What Should Live in the MDM Hub, and What Shouldn’t

What belongs in an MDM hub?

Most master data hubs fail for a simple reason: teams treat the hub like a storage problem, assuming more fields means more value.

That mindset creates a bloated hub that is slow, confusing, and hard to trust.

A strong MDM hub has one job.

It delivers clean, trusted, reusable entity data that works for operations and analytics. It does that by drawing hard boundaries.

This post gives you a formal way to draw those boundaries.

You will get:

A decision matrix you can use in design reviews
Clear rules for gray area attributes
Patterns that keep your hub lean
A list of common anti patterns you can spot fast
Tips for early design and mid implementation cleanup

Last week, we explored why operational and analytical models should stay separate. Operational models capture what happens. Analytical models explain what it means. When those roles blur, performance drops and logic gets messy.

Now we move one layer deeper. Even with clean operational and analytical separation, many teams turn the master data hub into a catch-all. Transactions sneak in. Metrics creep in. App-specific fields pile up. This week, we draw clear boundaries around the hub so it stays lean, trusted, and usable.

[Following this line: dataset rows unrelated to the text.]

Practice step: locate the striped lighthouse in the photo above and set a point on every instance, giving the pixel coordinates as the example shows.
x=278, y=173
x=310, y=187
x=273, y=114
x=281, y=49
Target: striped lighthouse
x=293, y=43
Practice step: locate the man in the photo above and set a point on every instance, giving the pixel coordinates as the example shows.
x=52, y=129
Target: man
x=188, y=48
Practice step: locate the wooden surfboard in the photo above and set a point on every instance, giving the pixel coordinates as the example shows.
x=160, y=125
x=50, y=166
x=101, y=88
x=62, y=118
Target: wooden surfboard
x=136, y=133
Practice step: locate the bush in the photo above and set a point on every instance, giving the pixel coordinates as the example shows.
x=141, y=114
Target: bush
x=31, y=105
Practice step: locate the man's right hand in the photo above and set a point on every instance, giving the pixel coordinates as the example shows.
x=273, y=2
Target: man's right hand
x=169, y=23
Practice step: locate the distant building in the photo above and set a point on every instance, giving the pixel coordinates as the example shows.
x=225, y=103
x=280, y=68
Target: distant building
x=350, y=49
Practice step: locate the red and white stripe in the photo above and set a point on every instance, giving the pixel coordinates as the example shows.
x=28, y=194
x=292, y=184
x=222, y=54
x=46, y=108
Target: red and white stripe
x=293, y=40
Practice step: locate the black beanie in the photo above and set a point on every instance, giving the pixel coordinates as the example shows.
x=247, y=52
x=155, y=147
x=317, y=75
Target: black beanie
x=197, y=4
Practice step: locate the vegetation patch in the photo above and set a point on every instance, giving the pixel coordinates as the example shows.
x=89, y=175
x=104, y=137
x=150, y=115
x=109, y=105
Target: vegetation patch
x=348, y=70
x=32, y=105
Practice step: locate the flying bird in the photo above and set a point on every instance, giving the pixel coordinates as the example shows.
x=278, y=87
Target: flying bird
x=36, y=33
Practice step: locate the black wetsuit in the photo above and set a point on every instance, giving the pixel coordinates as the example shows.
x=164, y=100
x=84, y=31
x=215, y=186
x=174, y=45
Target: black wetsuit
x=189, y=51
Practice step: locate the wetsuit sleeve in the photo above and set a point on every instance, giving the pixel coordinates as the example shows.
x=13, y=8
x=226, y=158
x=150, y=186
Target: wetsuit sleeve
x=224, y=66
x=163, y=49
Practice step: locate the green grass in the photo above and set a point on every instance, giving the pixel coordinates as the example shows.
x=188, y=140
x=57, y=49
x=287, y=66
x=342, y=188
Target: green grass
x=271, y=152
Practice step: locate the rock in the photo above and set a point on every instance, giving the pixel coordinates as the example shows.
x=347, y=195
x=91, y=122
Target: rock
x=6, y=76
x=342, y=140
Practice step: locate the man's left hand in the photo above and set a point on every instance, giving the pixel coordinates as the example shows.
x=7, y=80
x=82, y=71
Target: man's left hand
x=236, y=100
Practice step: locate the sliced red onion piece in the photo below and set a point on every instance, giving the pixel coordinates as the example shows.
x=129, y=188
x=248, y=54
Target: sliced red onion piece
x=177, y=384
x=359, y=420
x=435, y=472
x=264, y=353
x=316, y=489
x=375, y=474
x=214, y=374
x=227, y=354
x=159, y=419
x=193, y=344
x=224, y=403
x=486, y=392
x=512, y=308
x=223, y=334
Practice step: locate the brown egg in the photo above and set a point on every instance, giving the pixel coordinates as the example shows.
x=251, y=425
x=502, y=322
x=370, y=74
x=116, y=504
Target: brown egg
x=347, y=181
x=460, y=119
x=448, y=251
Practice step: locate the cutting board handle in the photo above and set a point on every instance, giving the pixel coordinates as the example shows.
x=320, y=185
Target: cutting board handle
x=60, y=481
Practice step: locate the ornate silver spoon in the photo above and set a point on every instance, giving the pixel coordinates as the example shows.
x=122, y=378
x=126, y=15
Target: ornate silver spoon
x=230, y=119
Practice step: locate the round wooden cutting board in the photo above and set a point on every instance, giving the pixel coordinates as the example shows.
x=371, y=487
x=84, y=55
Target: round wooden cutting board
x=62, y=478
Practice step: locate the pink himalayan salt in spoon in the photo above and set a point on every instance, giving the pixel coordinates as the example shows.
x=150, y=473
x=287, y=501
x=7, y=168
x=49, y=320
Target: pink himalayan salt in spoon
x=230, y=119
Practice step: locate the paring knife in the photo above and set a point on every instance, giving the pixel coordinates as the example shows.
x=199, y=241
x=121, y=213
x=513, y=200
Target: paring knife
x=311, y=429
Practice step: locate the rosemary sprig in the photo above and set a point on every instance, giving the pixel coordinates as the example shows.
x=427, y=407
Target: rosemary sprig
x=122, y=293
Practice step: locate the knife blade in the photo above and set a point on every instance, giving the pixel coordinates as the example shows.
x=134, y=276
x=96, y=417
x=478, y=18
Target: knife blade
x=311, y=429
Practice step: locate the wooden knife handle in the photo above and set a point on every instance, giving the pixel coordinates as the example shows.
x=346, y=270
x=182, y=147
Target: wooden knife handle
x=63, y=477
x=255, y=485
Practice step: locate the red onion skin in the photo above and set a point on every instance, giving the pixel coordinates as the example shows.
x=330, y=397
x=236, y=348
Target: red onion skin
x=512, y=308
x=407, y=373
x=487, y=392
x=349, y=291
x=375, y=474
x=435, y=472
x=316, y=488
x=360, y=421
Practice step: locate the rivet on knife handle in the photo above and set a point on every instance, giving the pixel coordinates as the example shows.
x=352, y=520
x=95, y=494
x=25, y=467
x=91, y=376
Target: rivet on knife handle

What the hub is, in plain terms

An MDM hub is the system that manages your core business entities:

Customer
Product
Vendor
Employee
Location
Asset

The hub exists to do three things well:

Resolve identity across sources
Choose survivable values for key attributes
Distribute governed master data to consumers

That is it.

The hub is not a data warehouse.

It is not a staging area.

It is not an audit store.

It is not a transaction ledger.

It is not your analytics engine.

When you ask the hub to be those things, you trade focus for sprawl.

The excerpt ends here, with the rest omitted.